Seit fünf Jahren sitzt die Politikerin der Piraten-Partei in der Grünen-Fraktion im Parlament (Für eine eigene Piraten-Truppe reichte es bei den vergangenen EU-Wahlen nicht). Bereits bei den europaweiten Großdemonstrationen gegen das ACTA-Abkommen 2012 war Reda vorne dabei. Damals gingen Zehntausende für ein freies Internet auf die Straße.
Auch im Streit um die Upload-Filter ist Reda eine der lautesten Kritikerinnen des neuen Gesetzes und von dessen Wegbereiter Axel Voss.
Heute demonstriert sie, nächste Woche schon entscheidet sie mit im EU-Parlament. Wir haben zum Demo-Tag mit Julia Reda darüber gesprochen, ob der Straßen-Widerstand überhaupt noch ausreichend Druck aufzubauen kann.
Watson: Könnte man den Protest so zusammenfassen, Julia: "Zu wenig, zu spät"?

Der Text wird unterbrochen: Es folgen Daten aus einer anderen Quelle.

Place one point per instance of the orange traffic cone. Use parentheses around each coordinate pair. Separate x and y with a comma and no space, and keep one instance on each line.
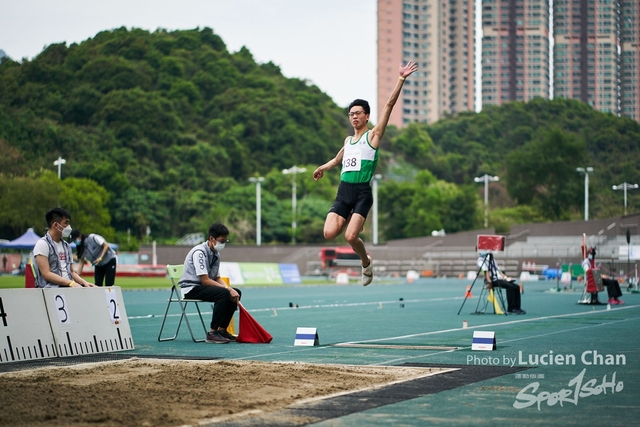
(468,293)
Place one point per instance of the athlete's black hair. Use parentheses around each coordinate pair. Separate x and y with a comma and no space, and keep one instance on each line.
(361,103)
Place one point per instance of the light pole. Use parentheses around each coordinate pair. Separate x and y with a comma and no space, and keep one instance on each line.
(59,163)
(586,171)
(486,179)
(257,181)
(375,180)
(293,171)
(625,186)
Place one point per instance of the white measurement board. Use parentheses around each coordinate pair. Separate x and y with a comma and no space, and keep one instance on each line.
(88,320)
(25,333)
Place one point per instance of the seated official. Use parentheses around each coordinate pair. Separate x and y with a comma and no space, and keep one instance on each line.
(201,280)
(53,254)
(495,278)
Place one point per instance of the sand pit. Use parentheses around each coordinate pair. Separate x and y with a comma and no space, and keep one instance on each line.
(150,392)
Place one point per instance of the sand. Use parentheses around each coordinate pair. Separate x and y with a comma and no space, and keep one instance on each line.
(150,392)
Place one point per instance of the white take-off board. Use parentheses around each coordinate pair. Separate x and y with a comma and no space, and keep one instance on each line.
(25,333)
(88,320)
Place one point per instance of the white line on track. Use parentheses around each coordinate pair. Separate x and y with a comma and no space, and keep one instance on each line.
(353,304)
(512,322)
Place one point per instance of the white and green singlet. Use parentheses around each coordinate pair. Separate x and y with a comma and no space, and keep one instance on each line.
(359,160)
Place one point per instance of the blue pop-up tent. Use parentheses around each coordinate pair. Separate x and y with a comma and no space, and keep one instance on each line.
(25,242)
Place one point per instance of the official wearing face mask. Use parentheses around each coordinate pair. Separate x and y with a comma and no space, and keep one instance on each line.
(201,280)
(53,254)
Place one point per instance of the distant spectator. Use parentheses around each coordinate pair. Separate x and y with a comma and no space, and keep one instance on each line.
(94,248)
(53,254)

Julia Reda: Nein, die Proteste heute können noch sehr viel ändern und haben auch schon viel geändert. Es gibt ja Demonstrationen seit etwa einem Monat. Seitdem haben sich schon viele Abgeordnete vor allem im deutschsprachigen Raum umentschieden. Selbst die Schwesterpartei der CDU in Luxemburg sagt, sie stimme dagegen. Auch in Österreich und Deutschland gibt es viele Abgeordnete, die sich umentschieden haben. Aber wir müssen den Protest jetzt auch über den deutschsprachigen Raum hinaus transportieren.
Die Poteste gegen ACTA liefen in allen Sprachen in ganz Europa ab, Kritiker sehen die aktuellen Demonstrationen weit von diesem Niveau entfernt.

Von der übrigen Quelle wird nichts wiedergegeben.